The final iteration of the manipulator is a small rectangular piece of soft silicone with two extending nylon thread artificial muscles embedded symmetrically about its centerline. Upon application of a high enough voltage to one of the muscles, the muscle's extending motion strains the silicone and causes the manipulator to bend. Since the motion is a result of thermal expansion within the muscles and is driven by Joule heating, the degree of bending is related to the magnitude of voltage applied as well as the time during which it is applied, with higher voltages causing the manipulator to bend more quickly and longer times increasing the total deformation.

To gauge the success of the manipulator, its performance was to be compared to that of the PneuNets actuators.

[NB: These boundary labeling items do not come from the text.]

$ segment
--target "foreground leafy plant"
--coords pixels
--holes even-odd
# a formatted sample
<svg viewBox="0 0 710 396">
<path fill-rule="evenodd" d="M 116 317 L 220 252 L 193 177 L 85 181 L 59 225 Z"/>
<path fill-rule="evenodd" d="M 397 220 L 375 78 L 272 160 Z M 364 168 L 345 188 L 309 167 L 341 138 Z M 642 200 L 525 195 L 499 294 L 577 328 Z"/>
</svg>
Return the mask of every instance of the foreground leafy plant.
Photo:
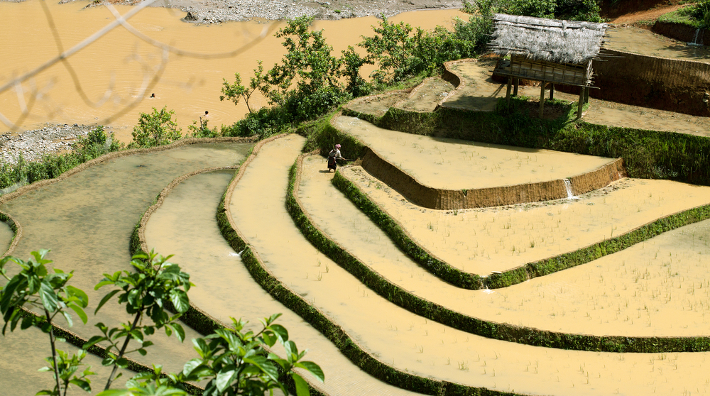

The goal was to produce a repeatable bending deformation qualitatively similar to what the pneumatically driven actuators had demonstrated. Unsuccessful iterations of the manipulator generally failed because the muscles burned out during testing; early on, the muscle would burn out before adequate deformation was achieved, but later, burnout would occur as a result of successive attempts to repeat the adequate bending motion.

Though nylon thread artificial muscles are capable of a superior strength-to-weight ratio to human muscles, the muscles used in the manipulator are so thin that the stiffness of even the softest available silicone is difficult to overcome. As a result, the final manipulator has dimensions much smaller than what was originally conceived. Additionally, the danger of burnout introduces an important constraint for the manipulator: a voltage cannot be applied for much time without allowing the muscle to cool, potentially complicating control. For example, to hold the manipulator in a certain degree of bending for a long time, a controller would have to cycle between on and off at some frequency to avoid overheating.

The iterative design process generally reflects a steady series of attempts to increase muscle strength while at the same time reducing total manipulator stiffness. Having met the original goal, future considerations tend toward conception of applications for demonstration of the manipulator's capabilities, such as robots that exhibit crawling or slithering motions.